Making organic search more useful during evaluation

Making organic search more useful during evaluation and decision-making

The context

As Nulab matured, there was increasing pressure for organic traffic to support pipeline — not just awareness.

Organic was expected to:

  • contribute more directly to trials and revenue

  • support evaluation and comparison, not just education

  • justify investment alongside paid acquisition

There wasn’t a formal “commercial SEO initiative.” There was simply a growing expectation that content should help people make buying decisions — not just find the brand.

What existed (and what didn’t)

Nulab already had some commercial and competitive content:

  • a handful of competitor pages

  • some solution-style content

  • a few use-case comparisons

But coverage was uneven.

Pages varied widely in:

  • positioning

  • depth

  • intent alignment

  • conversion clarity

Some ranked. Many didn’t.

Most existed because “we should probably have one,” not because they were intentionally designed.
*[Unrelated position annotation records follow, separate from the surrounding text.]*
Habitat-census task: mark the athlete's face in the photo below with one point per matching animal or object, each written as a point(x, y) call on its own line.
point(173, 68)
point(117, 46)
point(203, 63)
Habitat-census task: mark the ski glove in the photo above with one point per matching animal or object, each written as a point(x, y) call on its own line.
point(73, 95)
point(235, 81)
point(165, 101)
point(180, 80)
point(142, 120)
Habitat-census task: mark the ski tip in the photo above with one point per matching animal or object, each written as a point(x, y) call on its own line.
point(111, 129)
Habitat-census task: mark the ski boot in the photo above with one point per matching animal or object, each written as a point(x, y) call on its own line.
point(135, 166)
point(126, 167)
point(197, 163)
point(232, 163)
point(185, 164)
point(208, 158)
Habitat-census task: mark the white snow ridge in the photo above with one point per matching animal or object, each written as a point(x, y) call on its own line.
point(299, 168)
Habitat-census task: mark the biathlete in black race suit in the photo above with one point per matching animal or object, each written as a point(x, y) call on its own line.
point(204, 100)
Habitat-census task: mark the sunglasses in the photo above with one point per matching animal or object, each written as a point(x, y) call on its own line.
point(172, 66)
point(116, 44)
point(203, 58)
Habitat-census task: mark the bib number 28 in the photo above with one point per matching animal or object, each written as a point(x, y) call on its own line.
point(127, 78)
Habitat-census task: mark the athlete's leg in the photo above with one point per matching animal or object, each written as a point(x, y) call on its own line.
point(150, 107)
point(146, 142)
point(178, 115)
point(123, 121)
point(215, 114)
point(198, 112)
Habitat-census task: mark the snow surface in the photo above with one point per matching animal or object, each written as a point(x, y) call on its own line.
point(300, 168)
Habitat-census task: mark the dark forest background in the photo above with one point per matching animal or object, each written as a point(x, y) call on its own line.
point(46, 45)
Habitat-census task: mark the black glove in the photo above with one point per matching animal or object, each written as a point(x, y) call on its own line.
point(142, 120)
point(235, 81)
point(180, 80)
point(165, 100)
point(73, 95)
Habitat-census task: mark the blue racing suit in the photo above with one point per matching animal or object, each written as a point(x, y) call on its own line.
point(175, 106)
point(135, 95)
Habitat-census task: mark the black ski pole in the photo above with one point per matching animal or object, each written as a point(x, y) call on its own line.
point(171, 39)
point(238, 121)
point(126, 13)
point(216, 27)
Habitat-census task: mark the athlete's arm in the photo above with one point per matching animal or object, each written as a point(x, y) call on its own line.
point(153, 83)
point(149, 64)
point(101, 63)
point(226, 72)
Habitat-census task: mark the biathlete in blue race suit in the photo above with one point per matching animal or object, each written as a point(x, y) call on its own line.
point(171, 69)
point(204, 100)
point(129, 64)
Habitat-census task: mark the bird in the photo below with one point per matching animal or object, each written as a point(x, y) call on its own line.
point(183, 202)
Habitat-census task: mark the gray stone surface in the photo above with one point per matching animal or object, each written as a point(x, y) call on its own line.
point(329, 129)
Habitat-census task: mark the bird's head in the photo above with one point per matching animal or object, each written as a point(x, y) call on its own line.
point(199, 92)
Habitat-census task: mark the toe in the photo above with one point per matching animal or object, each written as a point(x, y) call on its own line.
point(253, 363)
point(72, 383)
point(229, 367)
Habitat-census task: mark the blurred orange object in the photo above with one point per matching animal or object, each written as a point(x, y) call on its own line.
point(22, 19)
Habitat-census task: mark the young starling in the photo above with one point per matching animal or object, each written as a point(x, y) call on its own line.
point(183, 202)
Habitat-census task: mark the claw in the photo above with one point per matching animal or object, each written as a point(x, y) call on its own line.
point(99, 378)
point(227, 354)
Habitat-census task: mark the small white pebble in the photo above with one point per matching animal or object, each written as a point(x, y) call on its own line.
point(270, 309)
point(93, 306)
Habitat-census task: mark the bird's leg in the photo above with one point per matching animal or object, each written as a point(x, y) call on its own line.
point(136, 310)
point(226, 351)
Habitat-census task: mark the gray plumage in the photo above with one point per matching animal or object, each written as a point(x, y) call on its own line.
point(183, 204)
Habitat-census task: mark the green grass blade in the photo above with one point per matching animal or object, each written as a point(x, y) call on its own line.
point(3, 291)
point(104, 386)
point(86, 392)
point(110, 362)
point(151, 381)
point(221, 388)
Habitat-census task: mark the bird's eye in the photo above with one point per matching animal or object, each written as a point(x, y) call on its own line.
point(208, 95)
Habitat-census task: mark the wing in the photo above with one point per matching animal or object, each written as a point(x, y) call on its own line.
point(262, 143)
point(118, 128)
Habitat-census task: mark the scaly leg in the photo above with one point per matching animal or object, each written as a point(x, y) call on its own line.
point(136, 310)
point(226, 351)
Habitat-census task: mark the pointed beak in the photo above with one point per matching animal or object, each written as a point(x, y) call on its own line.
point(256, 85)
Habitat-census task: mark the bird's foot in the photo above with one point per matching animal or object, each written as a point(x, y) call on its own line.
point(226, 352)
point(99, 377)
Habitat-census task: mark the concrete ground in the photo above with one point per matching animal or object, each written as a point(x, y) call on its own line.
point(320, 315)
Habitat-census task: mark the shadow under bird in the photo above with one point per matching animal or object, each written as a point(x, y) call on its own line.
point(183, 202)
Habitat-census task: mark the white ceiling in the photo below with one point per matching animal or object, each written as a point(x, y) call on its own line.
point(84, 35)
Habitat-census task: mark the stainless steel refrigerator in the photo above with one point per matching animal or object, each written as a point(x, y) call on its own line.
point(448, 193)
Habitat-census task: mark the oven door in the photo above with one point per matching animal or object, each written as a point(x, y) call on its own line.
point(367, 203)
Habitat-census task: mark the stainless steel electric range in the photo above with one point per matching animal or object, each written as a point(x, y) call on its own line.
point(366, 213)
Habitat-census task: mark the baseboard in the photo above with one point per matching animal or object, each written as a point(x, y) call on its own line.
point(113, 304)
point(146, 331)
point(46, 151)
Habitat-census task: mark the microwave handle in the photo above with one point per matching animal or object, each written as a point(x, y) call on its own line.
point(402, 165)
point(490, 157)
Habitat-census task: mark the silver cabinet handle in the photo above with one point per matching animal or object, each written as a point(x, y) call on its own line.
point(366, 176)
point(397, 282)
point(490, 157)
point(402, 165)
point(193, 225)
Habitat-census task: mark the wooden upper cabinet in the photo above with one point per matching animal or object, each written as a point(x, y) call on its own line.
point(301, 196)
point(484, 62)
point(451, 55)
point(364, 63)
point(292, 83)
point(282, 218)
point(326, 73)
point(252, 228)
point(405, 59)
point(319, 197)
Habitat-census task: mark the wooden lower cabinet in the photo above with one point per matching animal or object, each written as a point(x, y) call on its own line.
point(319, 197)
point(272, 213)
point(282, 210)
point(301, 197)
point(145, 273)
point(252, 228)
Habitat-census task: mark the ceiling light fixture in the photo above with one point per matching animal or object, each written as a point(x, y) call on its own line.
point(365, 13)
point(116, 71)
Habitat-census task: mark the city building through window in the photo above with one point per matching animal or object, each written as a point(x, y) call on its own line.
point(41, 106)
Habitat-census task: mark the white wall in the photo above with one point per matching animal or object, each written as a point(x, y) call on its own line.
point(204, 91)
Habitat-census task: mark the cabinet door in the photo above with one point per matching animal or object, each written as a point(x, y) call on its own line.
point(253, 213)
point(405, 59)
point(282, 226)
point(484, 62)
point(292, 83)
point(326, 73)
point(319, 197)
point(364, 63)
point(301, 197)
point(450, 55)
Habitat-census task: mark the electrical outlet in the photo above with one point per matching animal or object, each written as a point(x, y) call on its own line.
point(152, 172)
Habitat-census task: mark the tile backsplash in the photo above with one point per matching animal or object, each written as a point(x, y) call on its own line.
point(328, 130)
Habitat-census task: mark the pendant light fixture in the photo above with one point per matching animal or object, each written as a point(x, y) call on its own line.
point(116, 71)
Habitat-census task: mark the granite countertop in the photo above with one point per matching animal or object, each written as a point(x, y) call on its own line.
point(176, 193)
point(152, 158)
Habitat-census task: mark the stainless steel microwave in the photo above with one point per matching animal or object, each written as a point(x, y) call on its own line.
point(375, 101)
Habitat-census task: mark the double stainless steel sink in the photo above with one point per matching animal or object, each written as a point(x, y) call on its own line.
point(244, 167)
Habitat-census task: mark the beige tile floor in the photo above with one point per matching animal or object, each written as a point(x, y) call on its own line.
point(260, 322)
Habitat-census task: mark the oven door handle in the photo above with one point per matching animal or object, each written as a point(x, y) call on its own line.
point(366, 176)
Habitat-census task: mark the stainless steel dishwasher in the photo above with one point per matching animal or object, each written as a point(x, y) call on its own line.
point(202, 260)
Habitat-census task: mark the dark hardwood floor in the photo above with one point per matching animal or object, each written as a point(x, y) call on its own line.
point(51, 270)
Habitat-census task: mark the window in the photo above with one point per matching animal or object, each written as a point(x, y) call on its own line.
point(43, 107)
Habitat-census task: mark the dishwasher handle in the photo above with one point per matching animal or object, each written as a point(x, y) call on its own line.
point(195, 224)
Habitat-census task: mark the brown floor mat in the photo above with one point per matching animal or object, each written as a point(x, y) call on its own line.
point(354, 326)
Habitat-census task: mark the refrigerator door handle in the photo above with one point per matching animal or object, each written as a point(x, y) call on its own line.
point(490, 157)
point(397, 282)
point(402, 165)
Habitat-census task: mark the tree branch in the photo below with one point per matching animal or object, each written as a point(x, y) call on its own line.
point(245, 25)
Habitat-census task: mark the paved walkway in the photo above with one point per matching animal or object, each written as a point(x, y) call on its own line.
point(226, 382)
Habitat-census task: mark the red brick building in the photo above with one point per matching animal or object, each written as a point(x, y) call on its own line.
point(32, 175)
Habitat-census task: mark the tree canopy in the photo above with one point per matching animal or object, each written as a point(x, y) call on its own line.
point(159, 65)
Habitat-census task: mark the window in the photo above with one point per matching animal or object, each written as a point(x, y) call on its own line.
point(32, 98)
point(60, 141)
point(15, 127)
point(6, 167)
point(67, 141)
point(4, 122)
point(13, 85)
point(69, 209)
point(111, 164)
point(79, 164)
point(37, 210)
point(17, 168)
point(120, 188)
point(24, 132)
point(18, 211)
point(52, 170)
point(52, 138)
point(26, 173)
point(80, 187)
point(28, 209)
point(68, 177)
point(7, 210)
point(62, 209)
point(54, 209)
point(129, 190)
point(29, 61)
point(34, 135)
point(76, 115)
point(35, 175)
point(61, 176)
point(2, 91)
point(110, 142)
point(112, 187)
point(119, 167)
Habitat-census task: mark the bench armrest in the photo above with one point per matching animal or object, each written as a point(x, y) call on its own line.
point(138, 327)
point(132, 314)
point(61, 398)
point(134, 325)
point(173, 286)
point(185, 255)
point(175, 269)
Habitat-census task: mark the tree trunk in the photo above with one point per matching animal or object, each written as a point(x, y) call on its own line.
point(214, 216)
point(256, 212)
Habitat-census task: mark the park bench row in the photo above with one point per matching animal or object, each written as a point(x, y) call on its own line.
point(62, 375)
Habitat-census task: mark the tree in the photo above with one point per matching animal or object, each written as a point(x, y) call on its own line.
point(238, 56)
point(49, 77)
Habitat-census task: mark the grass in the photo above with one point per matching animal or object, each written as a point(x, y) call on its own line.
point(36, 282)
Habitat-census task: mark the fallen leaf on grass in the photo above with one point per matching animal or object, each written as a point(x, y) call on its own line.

There was no shared model for:

  • when to compete

  • how to position honestly

  • what intent each page should serve

  • how commercial pages connected to education or product discovery

How the work actually started

This work began with observation, not a playbook.

I spent time looking at:

  • which competitive and comparison queries people actually searched

  • where users entered the site before starting a trial

  • which pages contributed to evaluation versus confusion

  • how intent shifted between research and decision-making

That led to practical questions:

  • Where are we credible — and where are we stretching?

  • Which comparisons are worth showing up for at all?

  • What does a user need at this stage to move forward?

The answers weren’t uniform. They had to be discovered.

How competitive SEO was approached

Commercial SEO wasn’t treated as a keyword exercise.

In practice, the work involved:

  • deciding whether Nulab should compete on certain comparisons

  • rewriting pages to clarify who the product was for — and who it wasn’t

  • avoiding generic feature checklists when they didn’t reflect reality

  • balancing persuasion with accuracy

  • making tradeoffs explicit instead of hiding them

The goal wasn’t to “beat” competitors.

It was to intercept real evaluation moments and reduce friction in decision-making.

How pages evolved over time

There was no single rollout or finished framework.

Pages were:

  • launched imperfectly

  • refined based on performance and feedback

  • expanded with supporting content over time

  • linked more intentionally into Learn and product pages

Some pages proved consistently valuable.

Others stalled or underperformed.

Instead of forcing uniformity, I paid attention to what worked and adjusted accordingly.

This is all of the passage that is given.